Abstract
Five experts, Charles Kurzman, Dalia F. Fahmy, Justin Gengler, Ryan Calder, and Sarah Leah Whitson comment on whether or not the promise of an Arab Spring of democracy and freedom has withered.
Keywords
Some people have been imprisoned so you can live freely.
On December 17, 2010, Mohamed Bouazizi, a Tunisian street vendor, set himself on fire to protest the humiliating treatment he received at the hands of the police. This sparked the Arab Spring, starting in Tunisia and spreading rapidly throughout the Middle East and North Africa. American diplomatic cables released through Wikileaks helped to fan the flames of the uprising with frank reports of the rapaciousness of dictators in the region, including Tunisia’s Zine El Abidine Ben Ali. Concerns that had been whispered in private were now in full public view, and fueled the spirit of the Arab Spring in many countries. By September 2012, dictators had been deposed in Tunisia, Egypt, Libya and Yemen. But the revolts that spread to other countries were crushed, coopted, or had begun to die out. In Syria, a brutal civil war continues. Spring had turned to winter.
These essays examine different aspects of the Arab Spring revolts. Charles Kurzman begins and Sarah Leah Whitson ends with rather bleak overview assessments. Kurzman’s story is of how strongmen in the region who were not among the four deposed dictators have survived and tightened their grip on power. Although Egyptians and Tunisians overthrew their dictators, Whitson is pessimistic about long-term social and political change due to the persistent lack of public support for freedom of speech. The other authors offer views of the struggles within individual countries. Dalia F. Fahmy looks at the status of women in post-Mubarak Egypt. Women were in the vanguard at the beginning of the Arab Spring, but now find themselves not only marginalized but, with the new constitution, relegated to second-class legal status. Justin Gengler examines the splintering of Shi‘a opposition in Bahrain after the Sunni royal regime brutally shut down their protests.

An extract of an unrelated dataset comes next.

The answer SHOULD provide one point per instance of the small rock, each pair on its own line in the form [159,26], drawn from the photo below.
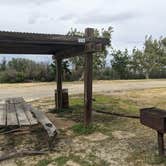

Libya appears to be one of the most chaotic states in the region with a weak central government and warring militias. But Ryan Calder, surprisingly, paints a cautiously optimistic picture of the country’s future: the government has strong diplomatic relations, and is managing to slowly build social and political institutions. Perhaps most importantly, unlike the public spirit of despair conveyed in the other essays, Calder finds that Libyans are rather optimistic about their future.